This week flew by without any regard to what I wanted to accomplish. I felt like my runs were a race against time, which was sprinting just out of reach while laughing and flipping me the bird. Most days, I laced up my shoes, took a deep breath, and hit the pavement, closing my mind to the nagging chores around the house. The kitchen is a mess, the laundry is piling up, the lawn is looking a little shaggy. And then it was over. The weekend was upon us, and we loaded the car and headed east. This past weekend was the Wettlauf 5k, part of the Jasper Strassenfest. We camped out, ran a lot, ate a little, and had a great time. I’d love to do a post about ways I balance my real life with my running life, but I’m still trying to figure that all out. Probably one day I’ll need to get up early to get my training runs in before work rather than after, but I’ll postpone that lifestyle change as long as I can.
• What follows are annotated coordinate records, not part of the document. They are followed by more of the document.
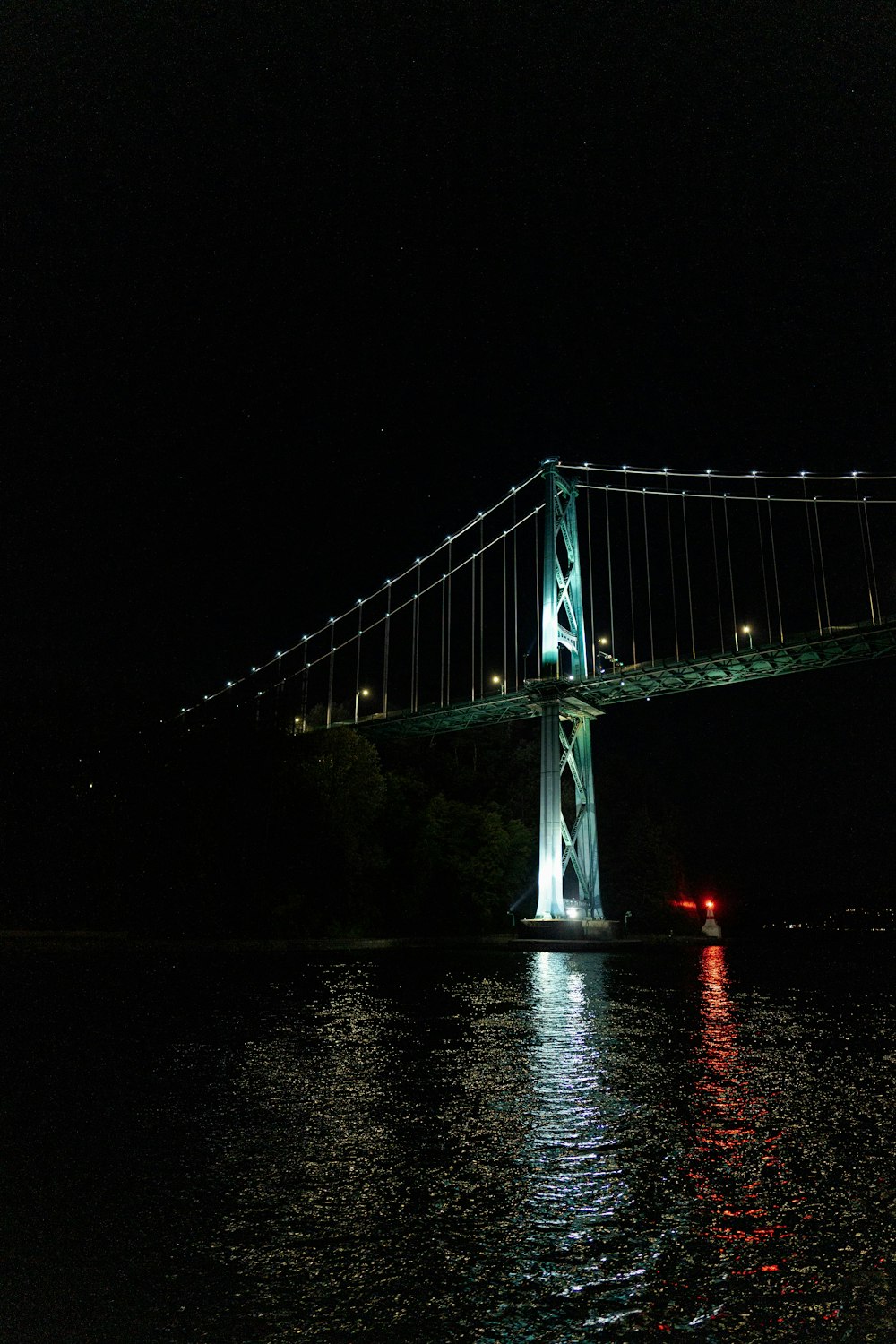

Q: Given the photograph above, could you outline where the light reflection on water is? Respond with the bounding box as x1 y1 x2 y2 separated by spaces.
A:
0 946 896 1344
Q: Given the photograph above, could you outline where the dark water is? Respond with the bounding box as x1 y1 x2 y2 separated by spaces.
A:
0 938 896 1344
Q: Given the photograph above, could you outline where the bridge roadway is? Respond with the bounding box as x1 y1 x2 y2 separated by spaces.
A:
352 617 896 737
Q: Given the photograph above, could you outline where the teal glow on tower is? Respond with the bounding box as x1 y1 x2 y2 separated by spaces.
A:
537 459 603 919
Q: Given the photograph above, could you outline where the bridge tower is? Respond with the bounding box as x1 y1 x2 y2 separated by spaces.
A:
537 459 603 919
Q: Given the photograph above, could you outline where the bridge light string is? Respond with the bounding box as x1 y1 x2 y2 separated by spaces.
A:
559 462 896 481
195 504 544 726
181 467 896 723
176 470 544 719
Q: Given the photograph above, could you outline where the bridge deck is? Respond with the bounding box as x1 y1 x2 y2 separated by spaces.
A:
358 617 896 737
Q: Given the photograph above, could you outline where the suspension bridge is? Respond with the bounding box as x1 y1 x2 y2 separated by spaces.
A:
181 459 896 919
Now here I am, Wettlauf behind me, Monday is over, and the week has kicked into high gear yet again. I already sense a looming weekend waiting to blaze past me. Here we go!
My Monday easy runs are a choice between 3 and 4 miles now. I’m glad to do 4, since I like running. Easy is nice. I bring my Garmin to track miles, not to worry about pace. So it’s a more relaxing run; I can just have a good time. It certainly doesn’t hurt that the weather has been unseasonably cool, enticing me to stay outside as long as possible, for whatever reason I can come up with.
Still running Interval A on Tuesdays for the time being. I like being able to push my self and see what I’m capable of. This was my fastest pace yet, running pretty comfortably in the 7:20 – 7:30 area during the speed portions. I never slowed down quite enough during the recovery portion; for some reason I couldn’t seem to get there, but that’s okay. I recovered well to pick it back up again in time for the next interval, so I felt good about it.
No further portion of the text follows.